What if getting it right the first time is wrong?
By Matt Adams on April 9, 2019
You know the old saying, ‘Do it right the first time.’ What if that’s not the right answer though? What if the first time was a warm-up, a trial, a learning experience? What if the first time was a baseline to measure against?
Often, we want to dive in and spend time crafting the perfect strategy, the perfect design, and the perfect email campaign. We do our homework, we measure twice, cut once, and so on. But then the customer does something unexpected. They click the wrong link, they skip the page we put so much time and effort into and jump around like we didn’t expect.
What if we changed this mindset? Let’s call the first version test 1, like Website homepage design test 1. Then, as soon as we launch it, we measure the results. When we approach the work with a scientific mindset and assign expected inputs and outputs to a set experiment, we can measure, test, and make revisions.
So let’s say down with the one shot to get it right. That’s never how science works. When Thomas Edison was working on the lightbulb, he said, “I haven’t failed — I’ve just found 10,000 that won’t work.”
“I haven’t failed — I’ve just found 10,000 that won’t work.”

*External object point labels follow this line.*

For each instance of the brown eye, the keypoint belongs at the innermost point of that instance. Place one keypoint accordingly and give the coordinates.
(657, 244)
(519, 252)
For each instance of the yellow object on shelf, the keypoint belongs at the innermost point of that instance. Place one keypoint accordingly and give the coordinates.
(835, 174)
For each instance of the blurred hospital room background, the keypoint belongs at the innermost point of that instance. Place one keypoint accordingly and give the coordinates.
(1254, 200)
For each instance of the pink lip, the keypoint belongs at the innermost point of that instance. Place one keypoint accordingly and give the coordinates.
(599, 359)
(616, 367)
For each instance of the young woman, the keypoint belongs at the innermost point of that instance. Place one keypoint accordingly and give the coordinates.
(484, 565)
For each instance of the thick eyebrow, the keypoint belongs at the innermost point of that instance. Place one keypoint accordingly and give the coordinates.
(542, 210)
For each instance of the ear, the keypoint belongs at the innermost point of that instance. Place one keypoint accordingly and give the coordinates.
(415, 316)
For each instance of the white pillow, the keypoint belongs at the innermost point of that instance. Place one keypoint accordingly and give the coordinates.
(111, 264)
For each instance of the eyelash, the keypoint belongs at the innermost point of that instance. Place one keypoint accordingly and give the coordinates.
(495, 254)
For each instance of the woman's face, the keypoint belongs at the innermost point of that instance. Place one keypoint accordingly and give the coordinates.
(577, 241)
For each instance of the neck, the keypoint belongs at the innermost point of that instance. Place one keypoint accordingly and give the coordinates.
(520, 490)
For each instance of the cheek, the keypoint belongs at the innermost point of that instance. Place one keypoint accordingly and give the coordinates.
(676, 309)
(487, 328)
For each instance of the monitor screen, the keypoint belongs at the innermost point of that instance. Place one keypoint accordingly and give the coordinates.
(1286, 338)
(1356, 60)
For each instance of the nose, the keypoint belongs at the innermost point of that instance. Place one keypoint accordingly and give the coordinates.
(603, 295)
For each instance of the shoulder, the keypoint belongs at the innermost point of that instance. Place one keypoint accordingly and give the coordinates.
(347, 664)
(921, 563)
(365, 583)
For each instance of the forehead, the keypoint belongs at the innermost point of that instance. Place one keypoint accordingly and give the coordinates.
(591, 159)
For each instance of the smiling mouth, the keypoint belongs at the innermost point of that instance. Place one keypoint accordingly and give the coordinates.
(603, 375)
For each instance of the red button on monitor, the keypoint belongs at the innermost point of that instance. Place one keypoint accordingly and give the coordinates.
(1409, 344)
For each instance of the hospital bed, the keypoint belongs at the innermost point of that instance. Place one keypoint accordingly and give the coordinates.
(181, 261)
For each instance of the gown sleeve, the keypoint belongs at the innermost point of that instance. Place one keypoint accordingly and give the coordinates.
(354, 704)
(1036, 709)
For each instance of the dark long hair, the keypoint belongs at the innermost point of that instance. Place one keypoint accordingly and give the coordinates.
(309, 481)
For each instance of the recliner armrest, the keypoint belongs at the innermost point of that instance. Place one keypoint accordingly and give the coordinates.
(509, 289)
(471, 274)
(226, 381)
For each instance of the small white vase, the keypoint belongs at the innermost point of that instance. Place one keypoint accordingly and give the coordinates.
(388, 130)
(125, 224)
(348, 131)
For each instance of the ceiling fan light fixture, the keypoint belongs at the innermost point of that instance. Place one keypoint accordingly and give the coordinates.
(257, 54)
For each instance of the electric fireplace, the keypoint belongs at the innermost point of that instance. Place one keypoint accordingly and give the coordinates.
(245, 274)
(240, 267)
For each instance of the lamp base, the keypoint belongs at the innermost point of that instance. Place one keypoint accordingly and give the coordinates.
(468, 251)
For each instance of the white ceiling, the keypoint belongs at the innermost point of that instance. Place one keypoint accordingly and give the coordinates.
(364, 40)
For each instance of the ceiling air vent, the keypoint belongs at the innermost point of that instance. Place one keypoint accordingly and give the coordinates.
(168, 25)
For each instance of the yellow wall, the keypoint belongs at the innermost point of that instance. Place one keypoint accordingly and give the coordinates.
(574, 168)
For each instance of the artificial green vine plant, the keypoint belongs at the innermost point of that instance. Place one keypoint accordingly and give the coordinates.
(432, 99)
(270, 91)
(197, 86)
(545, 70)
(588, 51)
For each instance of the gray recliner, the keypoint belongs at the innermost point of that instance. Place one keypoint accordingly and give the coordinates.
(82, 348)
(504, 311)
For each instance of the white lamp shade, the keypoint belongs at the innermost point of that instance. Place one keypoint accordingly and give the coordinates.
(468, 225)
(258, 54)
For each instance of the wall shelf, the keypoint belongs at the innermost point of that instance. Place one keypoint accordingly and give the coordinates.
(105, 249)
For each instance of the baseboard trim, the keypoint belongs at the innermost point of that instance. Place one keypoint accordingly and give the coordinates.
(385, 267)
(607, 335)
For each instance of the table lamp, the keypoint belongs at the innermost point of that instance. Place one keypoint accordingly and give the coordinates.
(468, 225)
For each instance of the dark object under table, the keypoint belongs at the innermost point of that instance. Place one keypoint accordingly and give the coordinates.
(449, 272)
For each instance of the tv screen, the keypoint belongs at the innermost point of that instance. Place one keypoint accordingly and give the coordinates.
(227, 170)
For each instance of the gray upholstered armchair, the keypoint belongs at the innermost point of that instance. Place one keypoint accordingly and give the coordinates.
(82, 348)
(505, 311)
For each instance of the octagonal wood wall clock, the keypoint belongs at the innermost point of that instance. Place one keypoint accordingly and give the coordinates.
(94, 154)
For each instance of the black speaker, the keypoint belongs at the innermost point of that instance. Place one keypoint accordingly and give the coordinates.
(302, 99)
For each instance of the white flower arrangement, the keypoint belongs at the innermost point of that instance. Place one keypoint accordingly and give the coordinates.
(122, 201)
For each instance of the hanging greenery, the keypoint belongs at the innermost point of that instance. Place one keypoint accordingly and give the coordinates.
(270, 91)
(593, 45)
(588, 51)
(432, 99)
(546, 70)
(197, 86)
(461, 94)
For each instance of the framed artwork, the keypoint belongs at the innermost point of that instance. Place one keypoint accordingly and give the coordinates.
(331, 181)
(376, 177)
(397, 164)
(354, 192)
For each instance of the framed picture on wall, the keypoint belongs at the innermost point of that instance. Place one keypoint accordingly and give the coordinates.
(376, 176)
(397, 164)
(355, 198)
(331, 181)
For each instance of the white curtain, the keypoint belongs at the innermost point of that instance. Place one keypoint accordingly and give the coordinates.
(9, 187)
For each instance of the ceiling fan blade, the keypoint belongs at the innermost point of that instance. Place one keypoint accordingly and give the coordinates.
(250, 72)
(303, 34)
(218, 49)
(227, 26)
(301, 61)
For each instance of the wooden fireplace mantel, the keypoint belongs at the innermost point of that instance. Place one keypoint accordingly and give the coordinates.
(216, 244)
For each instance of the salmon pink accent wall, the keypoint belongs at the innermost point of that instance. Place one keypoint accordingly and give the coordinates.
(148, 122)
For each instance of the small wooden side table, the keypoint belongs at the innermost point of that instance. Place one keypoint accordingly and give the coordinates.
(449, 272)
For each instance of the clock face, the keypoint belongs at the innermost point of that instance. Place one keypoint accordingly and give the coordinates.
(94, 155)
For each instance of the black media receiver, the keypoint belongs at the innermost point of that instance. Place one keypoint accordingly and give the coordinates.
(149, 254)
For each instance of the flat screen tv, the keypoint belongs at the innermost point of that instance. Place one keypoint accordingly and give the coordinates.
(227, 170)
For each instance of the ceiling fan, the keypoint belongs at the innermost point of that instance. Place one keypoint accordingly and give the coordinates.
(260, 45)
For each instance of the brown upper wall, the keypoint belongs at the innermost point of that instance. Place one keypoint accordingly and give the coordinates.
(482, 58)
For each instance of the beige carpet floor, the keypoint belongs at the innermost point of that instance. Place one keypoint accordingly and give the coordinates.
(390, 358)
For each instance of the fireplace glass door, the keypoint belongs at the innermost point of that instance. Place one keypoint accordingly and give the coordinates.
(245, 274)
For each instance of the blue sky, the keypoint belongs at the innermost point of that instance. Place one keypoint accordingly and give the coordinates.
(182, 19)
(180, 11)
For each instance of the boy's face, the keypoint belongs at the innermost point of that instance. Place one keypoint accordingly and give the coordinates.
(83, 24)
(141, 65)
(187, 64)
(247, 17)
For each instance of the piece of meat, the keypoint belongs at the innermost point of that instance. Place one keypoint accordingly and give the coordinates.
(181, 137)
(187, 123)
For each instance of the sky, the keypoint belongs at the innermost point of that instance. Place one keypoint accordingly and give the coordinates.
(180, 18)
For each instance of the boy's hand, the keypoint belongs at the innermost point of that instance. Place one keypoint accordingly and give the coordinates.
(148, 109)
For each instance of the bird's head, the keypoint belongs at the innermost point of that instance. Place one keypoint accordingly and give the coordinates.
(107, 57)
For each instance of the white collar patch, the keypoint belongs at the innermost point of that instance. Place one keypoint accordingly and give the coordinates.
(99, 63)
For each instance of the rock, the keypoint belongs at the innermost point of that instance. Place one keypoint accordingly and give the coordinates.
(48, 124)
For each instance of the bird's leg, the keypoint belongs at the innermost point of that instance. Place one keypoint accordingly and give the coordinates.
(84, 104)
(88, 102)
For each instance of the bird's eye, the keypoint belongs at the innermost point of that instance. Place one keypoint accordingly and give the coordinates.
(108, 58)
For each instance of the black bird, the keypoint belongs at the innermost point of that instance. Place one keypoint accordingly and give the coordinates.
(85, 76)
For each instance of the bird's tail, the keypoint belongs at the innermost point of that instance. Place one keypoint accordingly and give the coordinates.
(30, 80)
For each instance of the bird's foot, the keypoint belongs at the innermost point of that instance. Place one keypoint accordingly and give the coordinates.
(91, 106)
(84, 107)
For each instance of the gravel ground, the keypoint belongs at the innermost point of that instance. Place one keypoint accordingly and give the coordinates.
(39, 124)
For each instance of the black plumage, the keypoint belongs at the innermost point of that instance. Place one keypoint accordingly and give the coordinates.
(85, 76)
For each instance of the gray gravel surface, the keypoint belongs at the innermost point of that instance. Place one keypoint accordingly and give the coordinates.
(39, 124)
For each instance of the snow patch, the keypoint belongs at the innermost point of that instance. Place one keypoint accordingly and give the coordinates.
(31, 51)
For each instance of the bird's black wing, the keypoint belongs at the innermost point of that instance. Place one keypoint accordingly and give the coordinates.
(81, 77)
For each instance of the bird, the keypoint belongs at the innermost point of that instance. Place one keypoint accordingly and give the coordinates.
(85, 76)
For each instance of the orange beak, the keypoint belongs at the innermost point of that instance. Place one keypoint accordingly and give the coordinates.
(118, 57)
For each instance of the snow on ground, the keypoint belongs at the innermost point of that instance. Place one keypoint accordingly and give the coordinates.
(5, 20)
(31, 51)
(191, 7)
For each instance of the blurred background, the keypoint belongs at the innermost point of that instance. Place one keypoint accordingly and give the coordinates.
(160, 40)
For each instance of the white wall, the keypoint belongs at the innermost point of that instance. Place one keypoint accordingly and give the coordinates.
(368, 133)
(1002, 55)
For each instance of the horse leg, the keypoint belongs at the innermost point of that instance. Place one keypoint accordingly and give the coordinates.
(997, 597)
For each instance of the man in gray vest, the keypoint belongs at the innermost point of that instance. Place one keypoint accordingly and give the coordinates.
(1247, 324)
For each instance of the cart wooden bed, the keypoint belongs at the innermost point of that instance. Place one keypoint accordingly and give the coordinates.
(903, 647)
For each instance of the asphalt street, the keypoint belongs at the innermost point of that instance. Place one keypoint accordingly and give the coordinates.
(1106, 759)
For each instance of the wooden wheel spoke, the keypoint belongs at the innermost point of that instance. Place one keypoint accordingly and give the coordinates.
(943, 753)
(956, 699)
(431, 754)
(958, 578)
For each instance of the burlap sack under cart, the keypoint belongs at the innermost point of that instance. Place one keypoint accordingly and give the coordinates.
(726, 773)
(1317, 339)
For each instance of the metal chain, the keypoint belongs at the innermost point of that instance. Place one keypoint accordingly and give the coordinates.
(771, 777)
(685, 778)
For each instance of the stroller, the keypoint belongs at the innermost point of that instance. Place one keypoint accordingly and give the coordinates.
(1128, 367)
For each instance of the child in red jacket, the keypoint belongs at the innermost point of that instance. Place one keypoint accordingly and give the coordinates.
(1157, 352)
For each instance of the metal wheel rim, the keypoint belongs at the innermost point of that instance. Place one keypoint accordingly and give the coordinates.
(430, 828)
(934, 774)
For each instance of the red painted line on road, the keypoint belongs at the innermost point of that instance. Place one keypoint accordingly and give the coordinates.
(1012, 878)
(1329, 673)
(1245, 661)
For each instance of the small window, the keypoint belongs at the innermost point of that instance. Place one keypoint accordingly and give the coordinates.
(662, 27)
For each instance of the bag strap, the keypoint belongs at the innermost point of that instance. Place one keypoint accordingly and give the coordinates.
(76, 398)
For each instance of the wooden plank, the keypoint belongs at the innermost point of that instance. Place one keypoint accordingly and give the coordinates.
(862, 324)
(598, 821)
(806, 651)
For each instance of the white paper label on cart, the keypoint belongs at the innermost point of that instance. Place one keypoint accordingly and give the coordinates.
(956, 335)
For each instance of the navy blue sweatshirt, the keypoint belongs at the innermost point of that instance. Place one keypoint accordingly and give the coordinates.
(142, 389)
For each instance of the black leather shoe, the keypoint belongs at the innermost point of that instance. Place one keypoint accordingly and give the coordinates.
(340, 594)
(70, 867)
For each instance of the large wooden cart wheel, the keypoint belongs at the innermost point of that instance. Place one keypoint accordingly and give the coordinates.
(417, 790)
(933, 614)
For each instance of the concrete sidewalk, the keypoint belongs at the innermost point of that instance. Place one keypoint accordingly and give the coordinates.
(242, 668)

Let’s find the ones that don’t work, get them out of the way and keep moving. Maybe it does work, but it could be better. Remember that lightbulb Edison had, well it’s gone now. We did the CFL thing, and now the LED thing — they keep getting better. The original lightbulb worked just fine, but these LED bulbs work better. Improved technology outputs better, energy efficient light.
How can we build a web strategy that not only works but produces more results at fewer costs? By working together, we can build the scientific tests, to find the measurable win, and track results to every project. We find these make excellent monthly engagements where every month we plan out tests, goals, ideas, and execute on them. Let’s fail together, but eventually, build that better lightbulb.